23 Kasım 2010

YE, DUA ET, SEV

Her zaman önce kitabı okuyup sonra filmine gitmeyi tercih ederim. Filmi önce gördüysem kitabı okuyamam sanki. Mesela  Umberto Eco'nun "Gülün Adı" önce okudum ama sonra film de tatmin etmisti beni, çok boşluk kalmamıştı. Thomas Hardy'den "Tess" roman çok etkilemişti mesela resmen okurken sarsılmıştım, sonra filmde Nastasia Kinski oynamıştı, çok net hatırlamıyorum ama sanki roman kadar sarsmamıştı  beni. Sonra Isabel Allende'nin "Ruhlar Evi" kitabından önce filmini görmüştüm, M.Streep, G.Close, A.Banderas ve J.Irons gibi ustalarla çevrilmiş ve hepsinin döktürdüğü muhteşem bir filmdi bence ama sonra kitabı okuyamadım. Yani herşeyi görünce hayal edemiyorsunuz. Bildiğiniz satırları, dialogları okuyamıyorsun sanki. Şimdi bu kitap için de aynı şey oldu yine önce kitabı okudum, hayal ettim, birçok konularda (İtalya'ya gitme orası ile ilgili hisler ve yorumlar, sonra Hindistan'a gitme ve orası ile ilgili hisler ve yorumlar) benim de başıma geldiği için belki de çok keyifle okudum, yani sular seller gibi okunacak ve sonunda yüzünde hoş bir tebessüm kalacak bir kitapdı, eğlenceli, hafif, oyalayıcı. Ama film hayal kırıklığına uğrattı beni. Acaba DVD den izledim diye mi, bozuk muydu, kesik miydi anlamadım, hiçbir bağlantı yapmadan hoop diye İtalya hoop diye Hindistan, Bali falan hiçbirşey anlamadım. Neyse kitap beni doyurduğu için tatlı J.Roberts ile karizmatik J.Bardem'i izlemek ayrıca bir hoşluktu. Kitapdaki bazı cümlelerin de altını çize çize okudum; 
"Bazen aşk için dengeyi kaybetmek, dengeli bir hayatın bir parçasıdır".

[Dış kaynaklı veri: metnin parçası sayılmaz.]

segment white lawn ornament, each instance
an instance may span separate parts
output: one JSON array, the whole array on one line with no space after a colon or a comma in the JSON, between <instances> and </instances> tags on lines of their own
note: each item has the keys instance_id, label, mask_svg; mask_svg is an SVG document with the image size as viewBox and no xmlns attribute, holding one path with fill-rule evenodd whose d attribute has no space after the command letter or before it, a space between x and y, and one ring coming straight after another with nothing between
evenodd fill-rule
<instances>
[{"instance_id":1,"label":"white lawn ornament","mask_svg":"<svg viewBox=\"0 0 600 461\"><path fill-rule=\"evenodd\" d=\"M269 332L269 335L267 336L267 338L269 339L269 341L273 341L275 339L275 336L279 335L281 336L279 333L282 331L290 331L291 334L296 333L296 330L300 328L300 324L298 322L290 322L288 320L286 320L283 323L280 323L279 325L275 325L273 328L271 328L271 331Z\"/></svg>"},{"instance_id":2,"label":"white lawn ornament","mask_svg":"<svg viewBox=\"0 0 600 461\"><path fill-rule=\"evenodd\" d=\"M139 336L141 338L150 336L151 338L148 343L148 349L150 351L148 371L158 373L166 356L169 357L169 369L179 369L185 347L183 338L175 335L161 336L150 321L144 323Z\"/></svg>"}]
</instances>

"Bali inancına göre çocuk anne karnındayken, dört kardeşi de orada onunladır; plasentada, su kesesinde, göbek kordonunda ve doğmamış bebeğin cildini koruyan sarı, yapışkan sıvıda bulunurlar. Bu dört kardeş, bir insanın hayatta güvende ve mutlu hissetmesi için gerek duyduğu dört erdemin yerine geçer. Akıl, arkadaşlık, güç ve şiirsellik. Öldüğünüz zaman bu dört kardeş ruhunuzu toplayıp sizi cennete götürür."
"Evlilik iki insanı birbirine bağlayan bir ameliyat, boşanma da iyileşmeleri uzun zaman alan kol ya da bacağın kesilmesi durumudur. Evli olduğun süre ne kadar uzun olursa ya da kesik ne kadar şiddetli hissedilirse, iyileşmek de o kadar zaman alır."
"Kader de bir ilişkidir - ilahi güç ve kişisel çaba arasında bir oyundur. Yarısının kontrolü senin elindeyse, diğer yarısınınki değildir ve hareketlerin bu sonucu dengeler. Hayatlarımızı tıpkı iki bacağını da ayrı ayrı iki atın üzerine atan sirk oyuncuları gibi geçiriyoruz - bir ayak "kader" denilen atın üzerinde, diğer ayak da "özgür irade" denilen atın üzerindedir. Hergün sorman gereken, "Hangi at hangisidir?". Hangi at kontrolümde olmadığı için endişelenmeli ve hangi atı dikkatimi toplayarak kontrol altına almalıyım?."
"Zihnin dinlenme mekanı kalptir. Zihnin bütün gün yaptığı tek şey zilleri çalmak, gürültü çıkarmak ve tartışmalara neden olmaktır ve onun tek arzuladığı sukunettir. Zihnin huzuru bulacağı tek yer ise kalbin sessizliğidir. Senin gitmen gereken yer işte tam orası kalbin."
İşte kitap okumanın ayrıcalığı, böyle ince ince noktalar, satırlar, cümleler bir yerlerine dokunuyor etkiliyor, aklında kalıyor insanın.